Here at RentPost, we’ve been tracking the movement of capital towards rental investments for a long time now. There have been many signs that the rent industry is the next booming sector in real estate (and with some luck, that boom won’t turn into a bubble). But this month, some new insight has come out on just how strong this market can ride.
Data tracker CoreLogic released a report that, among other things, points to a $100 billion valuation of the market for foreclosed homes turned into rentals. Yeah, $100 billion. And that’s for this year alone.
The market for turning foreclosures into rentals opened up this year when Fannie Mae began marketing foreclosed properties to investors as rental units in February. And this month, the Fed has released guidelines to ease the conversion of properties into rentals.
Having those entities support the process has resulted in a confidence shift for many investors. Couple that confidence with the lowest prices for properties we’ve seen in years, and you end up with a flock of soon-to-be landowners ready to sign checks.
Hence the $100 billion valuation. A Los Angeles real estate agent recently told the LA Times, “I’ve never seen it like this before…There are so many investors buying right now it’s insane. The top 1% is buying up all the real estate.”
That 1% is betting big money that the middle class will become the renting class. It’s taken some years for big banks to get involved, but with the Fed’s recent guidelines, big names like Bank of America and other Wall Street hedge funds have positioned themselves to grab what they can of rental units.
BofA in particular is operating in its interest by providing a pilot program for 1,000 homeowners about to foreclose. The troubled mortgages can be eliminated if the borrowers agree to a “deed in lieu of foreclosure” and commit to a rental contract with the bank. BofA can then sell those rental properties to investors.
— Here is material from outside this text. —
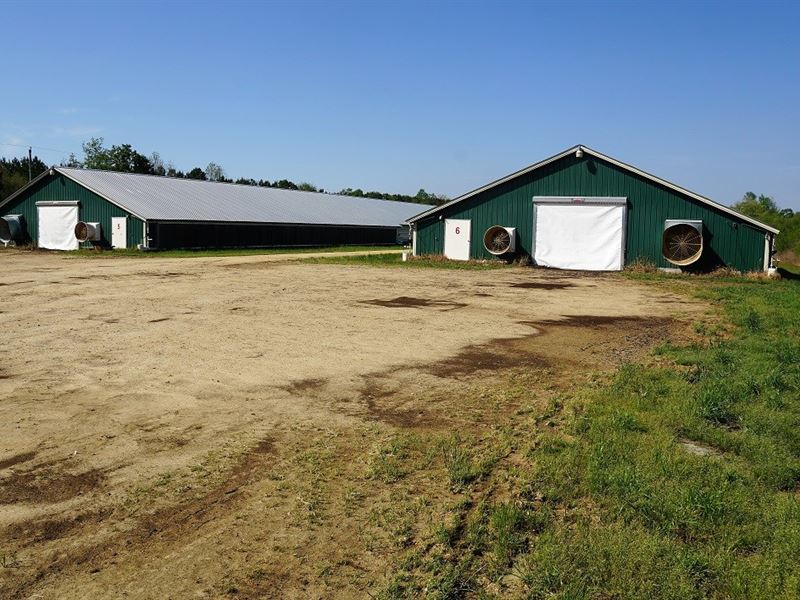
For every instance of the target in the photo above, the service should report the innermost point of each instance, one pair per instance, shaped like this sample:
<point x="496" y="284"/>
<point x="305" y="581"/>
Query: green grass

It might seem tough renting out the home you once thought you’d leave to your children. And it is. But the last few years have seen no confidence brewed for fresh homeowners, and banks have finally taken the hint. Instead of waiting for the buyer that will never come, they’re opting to supply a hungry rental market with properties that almost made it.
Facing this reality is a smart move for banks. And the new supply of rental units is a relief for a market that’s seeing rents rise all over the country. But its tough seeing middle class America go from working hard for themselves, to working hard to pay the rent.
Fortunately, actually investing in this market will help the middle class. Rents are high right now because of the enormous quantity of demand for rent units and the low quantity of supply. But with more suppliers in the market, property owners will have to lower rents to compete. That lower rent can be the catalyst for middle class America to start saving again, and hopefully turn those savings into a down payment some years later.
That’s the altruistic aspect. But financially, those with money are moving it to the one sector of real estate that has any chance of a positive return. That $100 billion valuation may seem exaggerated, but given the low action happening in homeownership, it looks pretty spot on.